Several people have made statements which infer a capstan winch needs more than one person to operate it - this is not true; a single person can work it - the person at the winch.

Yes, a person may or may not need to be at the load guiding it - it just depends on what you are pulling and over what terrain - but that is true of a reel winch too.

Now granted, a reel winch could be theoretically work without someone tending it - but unless you have a fairlead on it, you will need someone at the winch, especially if you are not pulling straight into the winch. Even with the fairlead I have seen that you can get for the Lewis, it requires someone at the winch to make sure the cable winds onto the drum correctly - do it wrong and not only will the winch stop, but you will have a real mess on your hands.

Quote:
Either one is very useful, and can be dangerous. I would recommend Amsteel synthetic rope (blue) which is supposed to be as strong as cable, and much more flexible. The biggest danger of a winch is having the line pull break the line, which does happen and when it does it is ugly.
I understand about the cost of the rope and while I didn't mention it I had factored that in because even if I got the Lewis winch I would probably use synthetic rope instead of wire cable.

One thing nobody mentioned is that the rated capacity of a reel winch is with all of the cable on the reel; if you pull out all of the cable so that the drum is empty (or close to it), then the Lewis winch is only rated to pull 2000 pounds, not the 4000 you get when the reel is full - in short, the rated pull capacity varies widely.

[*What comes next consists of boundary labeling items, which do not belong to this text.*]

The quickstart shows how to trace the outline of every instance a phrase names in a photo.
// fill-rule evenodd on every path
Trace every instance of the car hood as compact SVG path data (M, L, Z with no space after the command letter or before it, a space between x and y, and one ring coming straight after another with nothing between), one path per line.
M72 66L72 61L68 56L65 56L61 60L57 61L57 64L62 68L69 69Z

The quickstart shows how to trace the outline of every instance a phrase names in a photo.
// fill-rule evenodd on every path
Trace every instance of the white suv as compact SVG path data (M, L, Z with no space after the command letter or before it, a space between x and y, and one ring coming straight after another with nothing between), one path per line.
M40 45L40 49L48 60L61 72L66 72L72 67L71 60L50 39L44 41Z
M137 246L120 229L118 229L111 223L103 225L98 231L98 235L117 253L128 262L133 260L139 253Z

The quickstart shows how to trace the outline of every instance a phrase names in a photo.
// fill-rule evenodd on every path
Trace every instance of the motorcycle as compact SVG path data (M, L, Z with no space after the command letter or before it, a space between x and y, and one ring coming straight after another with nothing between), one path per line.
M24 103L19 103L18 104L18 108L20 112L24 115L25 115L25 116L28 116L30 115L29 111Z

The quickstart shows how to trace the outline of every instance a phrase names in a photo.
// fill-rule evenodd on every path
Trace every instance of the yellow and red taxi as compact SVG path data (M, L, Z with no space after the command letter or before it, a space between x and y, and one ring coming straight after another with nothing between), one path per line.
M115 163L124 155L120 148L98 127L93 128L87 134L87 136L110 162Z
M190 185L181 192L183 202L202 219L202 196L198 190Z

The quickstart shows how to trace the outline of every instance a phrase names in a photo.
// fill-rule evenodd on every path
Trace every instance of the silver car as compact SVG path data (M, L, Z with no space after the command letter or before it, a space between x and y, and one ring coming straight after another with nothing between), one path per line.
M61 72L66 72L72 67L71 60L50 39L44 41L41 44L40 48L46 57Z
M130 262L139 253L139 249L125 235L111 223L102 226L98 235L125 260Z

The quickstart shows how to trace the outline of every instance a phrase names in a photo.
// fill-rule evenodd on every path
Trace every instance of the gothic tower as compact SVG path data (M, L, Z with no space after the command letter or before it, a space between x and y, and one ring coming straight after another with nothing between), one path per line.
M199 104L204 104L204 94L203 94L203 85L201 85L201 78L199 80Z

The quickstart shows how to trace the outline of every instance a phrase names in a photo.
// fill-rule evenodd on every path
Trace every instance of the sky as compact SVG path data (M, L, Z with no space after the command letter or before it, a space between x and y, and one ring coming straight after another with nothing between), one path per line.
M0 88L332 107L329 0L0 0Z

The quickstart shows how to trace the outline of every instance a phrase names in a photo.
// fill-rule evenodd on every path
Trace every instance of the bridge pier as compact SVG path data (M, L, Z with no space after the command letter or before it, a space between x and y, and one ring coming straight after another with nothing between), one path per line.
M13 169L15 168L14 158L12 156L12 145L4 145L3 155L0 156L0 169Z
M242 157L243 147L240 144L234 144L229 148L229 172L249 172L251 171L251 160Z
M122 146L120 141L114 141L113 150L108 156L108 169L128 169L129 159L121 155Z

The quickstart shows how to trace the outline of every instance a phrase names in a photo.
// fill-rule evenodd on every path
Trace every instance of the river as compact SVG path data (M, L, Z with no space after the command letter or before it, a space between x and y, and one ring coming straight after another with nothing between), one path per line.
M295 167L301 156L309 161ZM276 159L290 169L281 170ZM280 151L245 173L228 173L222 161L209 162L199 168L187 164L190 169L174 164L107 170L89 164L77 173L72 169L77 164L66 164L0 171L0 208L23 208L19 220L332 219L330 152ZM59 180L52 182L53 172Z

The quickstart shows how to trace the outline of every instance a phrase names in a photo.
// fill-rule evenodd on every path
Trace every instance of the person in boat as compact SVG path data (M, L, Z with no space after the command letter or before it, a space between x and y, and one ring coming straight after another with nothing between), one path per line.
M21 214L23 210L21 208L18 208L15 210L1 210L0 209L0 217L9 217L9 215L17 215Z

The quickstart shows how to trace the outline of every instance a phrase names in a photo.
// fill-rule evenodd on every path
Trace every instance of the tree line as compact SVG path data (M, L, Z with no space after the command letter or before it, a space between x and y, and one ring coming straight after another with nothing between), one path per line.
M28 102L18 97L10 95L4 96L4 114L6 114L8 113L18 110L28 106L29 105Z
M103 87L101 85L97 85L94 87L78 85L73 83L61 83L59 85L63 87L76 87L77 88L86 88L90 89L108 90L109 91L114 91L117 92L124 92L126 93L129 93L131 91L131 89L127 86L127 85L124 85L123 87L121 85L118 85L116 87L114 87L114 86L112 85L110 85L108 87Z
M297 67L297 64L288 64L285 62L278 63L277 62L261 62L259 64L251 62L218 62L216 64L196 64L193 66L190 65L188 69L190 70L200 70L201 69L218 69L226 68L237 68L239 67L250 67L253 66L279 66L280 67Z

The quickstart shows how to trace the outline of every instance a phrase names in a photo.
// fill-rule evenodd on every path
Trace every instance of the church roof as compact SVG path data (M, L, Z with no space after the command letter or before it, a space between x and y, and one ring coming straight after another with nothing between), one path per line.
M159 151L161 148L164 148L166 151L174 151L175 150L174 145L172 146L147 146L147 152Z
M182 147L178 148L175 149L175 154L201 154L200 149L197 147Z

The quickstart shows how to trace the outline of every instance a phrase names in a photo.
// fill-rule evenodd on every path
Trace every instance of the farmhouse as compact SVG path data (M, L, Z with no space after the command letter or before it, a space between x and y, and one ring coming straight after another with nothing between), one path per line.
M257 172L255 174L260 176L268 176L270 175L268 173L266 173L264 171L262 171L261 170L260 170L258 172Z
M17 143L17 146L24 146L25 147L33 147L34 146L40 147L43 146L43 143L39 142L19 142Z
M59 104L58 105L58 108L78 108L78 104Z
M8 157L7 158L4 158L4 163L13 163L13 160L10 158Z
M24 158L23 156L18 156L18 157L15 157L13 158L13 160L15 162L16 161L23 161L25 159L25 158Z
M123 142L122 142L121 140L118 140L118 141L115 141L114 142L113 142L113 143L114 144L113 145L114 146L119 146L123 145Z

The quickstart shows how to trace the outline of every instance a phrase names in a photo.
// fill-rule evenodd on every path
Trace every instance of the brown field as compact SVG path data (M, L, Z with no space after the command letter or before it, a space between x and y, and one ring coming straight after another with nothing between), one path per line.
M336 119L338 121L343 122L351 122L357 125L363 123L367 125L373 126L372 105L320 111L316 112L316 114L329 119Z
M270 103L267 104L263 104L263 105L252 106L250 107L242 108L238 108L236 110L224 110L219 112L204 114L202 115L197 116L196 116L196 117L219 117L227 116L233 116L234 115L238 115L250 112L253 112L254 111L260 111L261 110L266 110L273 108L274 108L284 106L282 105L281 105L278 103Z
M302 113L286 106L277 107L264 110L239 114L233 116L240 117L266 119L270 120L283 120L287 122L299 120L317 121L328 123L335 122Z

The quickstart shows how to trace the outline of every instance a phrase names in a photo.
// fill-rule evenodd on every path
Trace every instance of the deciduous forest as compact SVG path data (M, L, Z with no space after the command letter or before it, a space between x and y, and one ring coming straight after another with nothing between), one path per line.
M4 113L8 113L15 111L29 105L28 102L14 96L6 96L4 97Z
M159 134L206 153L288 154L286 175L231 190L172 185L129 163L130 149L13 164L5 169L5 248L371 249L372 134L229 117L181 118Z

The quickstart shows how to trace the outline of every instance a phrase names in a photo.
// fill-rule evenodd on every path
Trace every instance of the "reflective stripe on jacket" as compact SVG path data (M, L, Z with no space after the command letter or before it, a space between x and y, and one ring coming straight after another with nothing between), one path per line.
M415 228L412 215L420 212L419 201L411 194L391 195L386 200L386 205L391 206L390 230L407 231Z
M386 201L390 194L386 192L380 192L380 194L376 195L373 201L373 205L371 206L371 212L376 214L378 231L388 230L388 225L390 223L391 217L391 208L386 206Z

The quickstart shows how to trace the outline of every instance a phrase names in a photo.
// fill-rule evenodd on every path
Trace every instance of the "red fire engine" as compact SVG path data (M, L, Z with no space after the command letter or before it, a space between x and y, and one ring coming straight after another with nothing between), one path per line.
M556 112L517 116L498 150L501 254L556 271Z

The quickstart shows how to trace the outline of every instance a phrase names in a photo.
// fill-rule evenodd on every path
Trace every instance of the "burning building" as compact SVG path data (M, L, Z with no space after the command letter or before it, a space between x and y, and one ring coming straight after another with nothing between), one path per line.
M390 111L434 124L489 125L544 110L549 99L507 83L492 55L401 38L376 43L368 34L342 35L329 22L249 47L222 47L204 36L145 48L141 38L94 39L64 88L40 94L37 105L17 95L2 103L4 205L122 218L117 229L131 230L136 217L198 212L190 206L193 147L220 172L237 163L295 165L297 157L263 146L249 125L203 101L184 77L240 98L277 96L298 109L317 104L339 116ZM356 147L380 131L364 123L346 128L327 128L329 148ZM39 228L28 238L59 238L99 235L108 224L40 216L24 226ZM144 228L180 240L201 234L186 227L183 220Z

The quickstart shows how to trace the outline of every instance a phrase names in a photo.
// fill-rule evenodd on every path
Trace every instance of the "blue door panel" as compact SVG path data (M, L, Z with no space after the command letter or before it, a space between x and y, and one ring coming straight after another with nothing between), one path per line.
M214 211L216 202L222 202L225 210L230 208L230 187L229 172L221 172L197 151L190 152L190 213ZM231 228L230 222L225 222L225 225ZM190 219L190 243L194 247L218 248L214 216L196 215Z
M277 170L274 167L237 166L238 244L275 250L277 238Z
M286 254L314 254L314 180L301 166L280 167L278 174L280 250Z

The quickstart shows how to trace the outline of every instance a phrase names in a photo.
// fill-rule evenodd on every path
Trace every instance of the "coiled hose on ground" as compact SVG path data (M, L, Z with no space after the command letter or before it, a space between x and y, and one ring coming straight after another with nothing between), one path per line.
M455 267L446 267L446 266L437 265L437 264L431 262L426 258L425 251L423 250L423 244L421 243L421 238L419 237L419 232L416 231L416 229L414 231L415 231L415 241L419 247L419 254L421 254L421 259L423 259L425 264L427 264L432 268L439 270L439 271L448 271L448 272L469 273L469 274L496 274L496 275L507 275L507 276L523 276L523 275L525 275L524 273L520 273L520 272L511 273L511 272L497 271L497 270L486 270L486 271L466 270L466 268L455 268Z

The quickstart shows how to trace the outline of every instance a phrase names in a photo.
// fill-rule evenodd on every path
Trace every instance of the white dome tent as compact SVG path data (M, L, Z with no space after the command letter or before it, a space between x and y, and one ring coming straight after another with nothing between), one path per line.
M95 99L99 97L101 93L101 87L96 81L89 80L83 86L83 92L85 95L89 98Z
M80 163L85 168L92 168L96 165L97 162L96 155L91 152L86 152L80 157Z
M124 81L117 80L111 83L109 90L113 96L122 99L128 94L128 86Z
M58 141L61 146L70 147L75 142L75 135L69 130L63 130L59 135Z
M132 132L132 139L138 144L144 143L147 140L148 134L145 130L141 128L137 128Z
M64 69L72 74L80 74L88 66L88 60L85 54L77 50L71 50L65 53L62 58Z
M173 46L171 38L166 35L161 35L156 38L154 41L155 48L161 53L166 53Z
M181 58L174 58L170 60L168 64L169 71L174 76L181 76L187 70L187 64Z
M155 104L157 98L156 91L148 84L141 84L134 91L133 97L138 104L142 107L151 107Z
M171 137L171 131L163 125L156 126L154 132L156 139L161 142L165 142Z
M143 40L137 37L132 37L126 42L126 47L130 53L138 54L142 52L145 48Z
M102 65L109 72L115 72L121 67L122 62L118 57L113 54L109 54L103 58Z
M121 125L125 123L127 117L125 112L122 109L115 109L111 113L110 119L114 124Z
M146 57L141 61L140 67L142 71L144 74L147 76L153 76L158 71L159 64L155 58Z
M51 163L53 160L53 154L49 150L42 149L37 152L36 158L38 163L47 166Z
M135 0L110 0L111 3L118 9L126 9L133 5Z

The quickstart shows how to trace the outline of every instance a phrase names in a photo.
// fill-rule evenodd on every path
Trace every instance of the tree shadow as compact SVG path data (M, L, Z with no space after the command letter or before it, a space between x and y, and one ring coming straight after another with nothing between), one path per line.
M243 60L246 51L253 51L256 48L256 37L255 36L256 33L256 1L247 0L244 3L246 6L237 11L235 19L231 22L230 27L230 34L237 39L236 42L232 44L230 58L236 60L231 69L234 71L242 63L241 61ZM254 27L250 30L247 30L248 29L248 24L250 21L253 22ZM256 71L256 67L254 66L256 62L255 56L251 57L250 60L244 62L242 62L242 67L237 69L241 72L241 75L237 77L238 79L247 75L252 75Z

From what I can understand, the pull capacity of the capstan winch is mostly limited by the power of the engine turning it, the gearing and the capacity of the line. A larger chainsaw will be able to pull more weight with the same gearing - up to the load strength of the line. There is synthetic rope that will fit on the capstan winch that can handle a load up to or over 4 tons, and if you take enough turns on the capstan the rope will not slip - it may break somewhere, but it won't slip, and you can pull as much as the power source (and gears) can handle.

http://en.wikipedia.org/wiki/Capstan_equation

That said, it is interesting that the chainsaw capstan winch has much higher gearing than the one that comes with the Honda engine - 125:1 v. 225:1 for the latter.

Simpson says the winch is for chainsaws 3.5 CI or smaller whereas the chainsaw I am looking at (Stihl 461) is 4.7 CI - I think it would be okay though if I was careful to not use the full power of the chainsaw.

As maybe you can tell, I am leaning towards the capstan winch. Like I said I will have reel winches on my trucks, and I am thinking that the versatility (especially the virtual infinite pull length) and fine control of the capstan winch would be more useful for my purposes.